~ While Alistair is away cycling the length of Great Britain, we’ve invited twenty disgustingly talented people to each write a post for our blog. Today’s post is from the redoubtable Phil Baines: designer, writer, teacher, and cyclist. ~
I’ve long had a fondness for wandering old cemeteries, seeing the variety of lettering and types of memorial, but in all my trips to France had given their graveyards little thought.
This summer however we spent two weeks in Azerables, a small village near the Creuse valley in northern Limousin, pretty close to the centre of the country. During the first (dull) day we explored the village on foot, and on one of the quieter roads out came across the sight of old greenhouses peeping over a low wall. This turned out to be the cemetery, detached from the church, and so very different to the British kind.
Very few of the graves had the upright carved stone, preferring instead a flat slab with lettering glazed onto ceramic, and occasionally steel, disks or rectangular plates, hung, screwed or inset. The variety of lettering, like our carved versions from the 18th and 19th centuries, was quite astonishing too, with many looking like pages from an old typesetting book or Nicolete Gray’s book Nineteenth century ornamented typefaces.
And then the greenhouses, an optional extra, a poor man’s version of the Grecian temple (some of which were also present), generally open-fronted and acting as protection to ornaments, beautiful ceramic flowers, occasional real ones, and additional plaques or photographs.

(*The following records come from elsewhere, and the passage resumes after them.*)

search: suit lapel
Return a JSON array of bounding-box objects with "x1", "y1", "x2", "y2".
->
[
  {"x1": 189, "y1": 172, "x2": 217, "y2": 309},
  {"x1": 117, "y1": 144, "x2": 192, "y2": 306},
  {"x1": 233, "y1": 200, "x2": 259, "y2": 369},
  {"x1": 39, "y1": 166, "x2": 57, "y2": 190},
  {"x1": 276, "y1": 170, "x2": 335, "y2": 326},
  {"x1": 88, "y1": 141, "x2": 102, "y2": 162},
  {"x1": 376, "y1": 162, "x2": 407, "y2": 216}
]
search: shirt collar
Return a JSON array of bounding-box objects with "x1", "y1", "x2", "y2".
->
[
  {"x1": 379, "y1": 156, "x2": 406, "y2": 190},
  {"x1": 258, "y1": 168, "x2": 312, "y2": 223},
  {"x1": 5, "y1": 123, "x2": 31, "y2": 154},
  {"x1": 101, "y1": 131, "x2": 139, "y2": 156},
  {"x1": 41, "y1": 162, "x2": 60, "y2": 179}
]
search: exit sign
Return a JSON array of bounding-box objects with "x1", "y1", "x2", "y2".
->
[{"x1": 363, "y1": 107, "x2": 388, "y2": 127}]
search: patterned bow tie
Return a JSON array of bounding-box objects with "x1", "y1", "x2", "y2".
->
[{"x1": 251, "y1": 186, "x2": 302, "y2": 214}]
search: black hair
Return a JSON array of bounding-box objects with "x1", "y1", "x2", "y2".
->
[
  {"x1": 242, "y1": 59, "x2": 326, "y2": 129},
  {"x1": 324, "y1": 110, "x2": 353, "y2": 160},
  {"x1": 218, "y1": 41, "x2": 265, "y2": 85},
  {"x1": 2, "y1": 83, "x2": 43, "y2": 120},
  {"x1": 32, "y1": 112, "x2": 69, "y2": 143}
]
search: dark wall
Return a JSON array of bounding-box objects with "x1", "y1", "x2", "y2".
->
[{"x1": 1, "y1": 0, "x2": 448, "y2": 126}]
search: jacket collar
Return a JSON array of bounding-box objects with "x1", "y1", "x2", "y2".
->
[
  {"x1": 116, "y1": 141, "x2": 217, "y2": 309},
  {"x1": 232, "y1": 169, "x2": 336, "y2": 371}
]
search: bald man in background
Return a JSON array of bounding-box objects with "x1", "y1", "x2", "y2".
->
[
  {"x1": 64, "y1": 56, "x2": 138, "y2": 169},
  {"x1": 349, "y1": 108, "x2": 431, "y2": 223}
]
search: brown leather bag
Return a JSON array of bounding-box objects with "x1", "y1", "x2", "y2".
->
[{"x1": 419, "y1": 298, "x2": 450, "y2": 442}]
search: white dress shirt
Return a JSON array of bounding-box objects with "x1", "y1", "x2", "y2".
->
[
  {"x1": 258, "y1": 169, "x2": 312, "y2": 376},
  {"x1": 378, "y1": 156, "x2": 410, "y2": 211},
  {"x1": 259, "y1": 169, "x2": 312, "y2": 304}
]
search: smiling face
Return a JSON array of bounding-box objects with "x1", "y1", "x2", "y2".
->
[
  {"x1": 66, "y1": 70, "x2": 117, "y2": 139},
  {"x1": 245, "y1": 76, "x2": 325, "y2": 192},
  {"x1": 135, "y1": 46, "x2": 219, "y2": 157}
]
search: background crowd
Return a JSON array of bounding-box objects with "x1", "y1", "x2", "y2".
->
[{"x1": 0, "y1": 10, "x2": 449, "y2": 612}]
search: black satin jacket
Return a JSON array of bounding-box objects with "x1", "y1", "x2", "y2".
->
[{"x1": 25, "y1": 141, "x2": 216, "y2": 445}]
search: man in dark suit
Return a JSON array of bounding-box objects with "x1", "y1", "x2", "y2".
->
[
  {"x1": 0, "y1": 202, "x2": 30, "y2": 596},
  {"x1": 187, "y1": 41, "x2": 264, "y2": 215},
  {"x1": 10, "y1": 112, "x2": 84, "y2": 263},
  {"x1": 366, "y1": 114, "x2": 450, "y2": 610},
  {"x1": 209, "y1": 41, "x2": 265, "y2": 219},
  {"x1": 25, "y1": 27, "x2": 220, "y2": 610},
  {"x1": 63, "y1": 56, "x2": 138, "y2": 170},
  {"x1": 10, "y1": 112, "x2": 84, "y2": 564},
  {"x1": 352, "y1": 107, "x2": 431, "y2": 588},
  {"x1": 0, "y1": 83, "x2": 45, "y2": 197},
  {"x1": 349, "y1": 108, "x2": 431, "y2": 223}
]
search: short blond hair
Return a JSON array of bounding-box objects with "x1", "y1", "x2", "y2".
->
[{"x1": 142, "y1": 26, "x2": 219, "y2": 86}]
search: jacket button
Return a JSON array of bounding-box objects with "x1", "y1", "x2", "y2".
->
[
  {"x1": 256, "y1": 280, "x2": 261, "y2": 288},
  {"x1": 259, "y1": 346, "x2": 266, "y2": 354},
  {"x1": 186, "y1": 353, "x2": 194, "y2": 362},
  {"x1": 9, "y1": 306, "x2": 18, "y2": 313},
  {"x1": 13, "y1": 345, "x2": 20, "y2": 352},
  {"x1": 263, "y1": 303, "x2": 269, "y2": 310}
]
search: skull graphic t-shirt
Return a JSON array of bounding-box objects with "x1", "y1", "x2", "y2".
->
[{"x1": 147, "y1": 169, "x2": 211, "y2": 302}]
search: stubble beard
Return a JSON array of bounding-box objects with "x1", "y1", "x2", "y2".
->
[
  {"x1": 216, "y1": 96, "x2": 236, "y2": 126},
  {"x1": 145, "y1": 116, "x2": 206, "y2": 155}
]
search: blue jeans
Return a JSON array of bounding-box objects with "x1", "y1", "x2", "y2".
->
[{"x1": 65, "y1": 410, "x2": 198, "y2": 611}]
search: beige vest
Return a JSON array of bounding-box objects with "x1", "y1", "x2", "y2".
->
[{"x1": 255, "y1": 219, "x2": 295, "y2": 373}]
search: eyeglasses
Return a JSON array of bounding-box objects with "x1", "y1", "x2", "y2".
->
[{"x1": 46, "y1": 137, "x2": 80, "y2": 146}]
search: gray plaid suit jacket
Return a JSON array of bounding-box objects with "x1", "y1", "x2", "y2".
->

Its always a treat to see something familiar treated differently, and this cemetery was a pleasure to explore. It was lovely to see the care lavished on all aspects of the markers, the variety of slabs, the profusion of lettering styles, and the introduction of these iron and glass mini-cathedrals to contain the flowers, other tablets and carriers of memory. A pleasure too to see how remarkably well cared for everything was. Azerables spoiled me though: elsewhere the double-glazing salesmen have been round, modern alternatives now exist, factory-made industrial units, without the individual touches which make the originals such a treat. They serve the same purpose, but don’t fit in at all.